My life as a Chef is a happy one. I have worked at fabulous places with amazing and inspiring people, yet all the while I have felt that something was missing. That maybe I made a left turn when I should have gone right. The more I get to know who I am, the more clarity I gain on where I want to be, and how I can get there. Maybe it was time I take some action to try and get closer to my truth. I thought about things in my life that gave me happiness, and I thought of my yoga community. I decided to approach my teacher after a class at Namaste, when I saw she was hosting a retreat. Dana Kraft is an incredibly talented teacher whom I respect. The bonus was that her retreat was at the legendary Joshua Tree Retreat Center that I had wanted to visit since moving to CA. I contacted the studio and they put us in touch (thank you Namaste) and we met for a soda after class and she agreed to have me cook for her retreat! I couldn’t believe it was as easy as that, ask and you shall receive! A few months passed and it was time to go. I made all my preparations, arrived to Joshua Tree and was prepared to work by booty off. Needless to say, it was the best cooking experience I have ever had. What made it different? Here lies the conundrum. It’s not that I am unhappy being a restaurant Chef, it’s more that I am happier when I am not cooking in a restaurant. When I am working for myself, by myself, with my own ideas, I feel my most authentic! This need is not a selfish one, it’s actually more of a service position; like a mother, who just wants to take care of her children. I enjoy that maternal act providing for others and getting paid to do it. When you’re in a restaurant, there is a disconnect, and that feeling is lost. I was able to engage with each guest, and feel their gratitude. I saw their faces as they ate my food. I heard the feedback as I sat at the table and ate with them. What joy, and food for my soul.

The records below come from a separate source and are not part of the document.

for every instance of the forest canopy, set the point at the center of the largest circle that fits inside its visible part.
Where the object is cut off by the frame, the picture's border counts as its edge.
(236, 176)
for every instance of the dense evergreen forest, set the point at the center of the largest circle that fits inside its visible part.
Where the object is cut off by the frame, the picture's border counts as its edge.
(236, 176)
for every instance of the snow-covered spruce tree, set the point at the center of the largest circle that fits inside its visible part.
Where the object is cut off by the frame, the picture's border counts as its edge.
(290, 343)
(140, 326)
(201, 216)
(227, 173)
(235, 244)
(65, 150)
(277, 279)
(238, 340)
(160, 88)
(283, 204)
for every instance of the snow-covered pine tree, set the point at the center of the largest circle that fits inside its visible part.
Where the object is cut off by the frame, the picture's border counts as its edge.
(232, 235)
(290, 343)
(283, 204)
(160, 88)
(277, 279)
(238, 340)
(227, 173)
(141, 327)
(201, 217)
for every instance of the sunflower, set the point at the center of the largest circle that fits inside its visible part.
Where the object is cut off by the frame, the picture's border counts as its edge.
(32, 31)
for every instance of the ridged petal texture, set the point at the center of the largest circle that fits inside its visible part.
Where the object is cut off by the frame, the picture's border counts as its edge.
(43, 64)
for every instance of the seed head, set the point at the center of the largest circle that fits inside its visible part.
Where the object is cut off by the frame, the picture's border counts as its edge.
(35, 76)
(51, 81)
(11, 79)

Part of the retreat was about visualizing what you want to manifest in your life and believing it. This experience will bring me closer to that goal because I have created a reference that it can actually happen. It is tangible, but never occurred to me because I live in fear of not being enough. Thinking this way limits my ability to grow, and is a painful part of my truth. The good news is, that I can take actions daily to change my perception, and to know my worth.
Now it is up to me to continue taking actions to reach my goals. It’s a painful process that involves letting go of expectations of others, and my own ego. Sometimes you have to go backward in order to move forward. And other times, you take a leap of faith and end up right where you want to be. One thing is for certain, you won’t get anywhere by being idle, so I’ll make sure to keep on movin’ by being true to myself, and cooking food from my soul.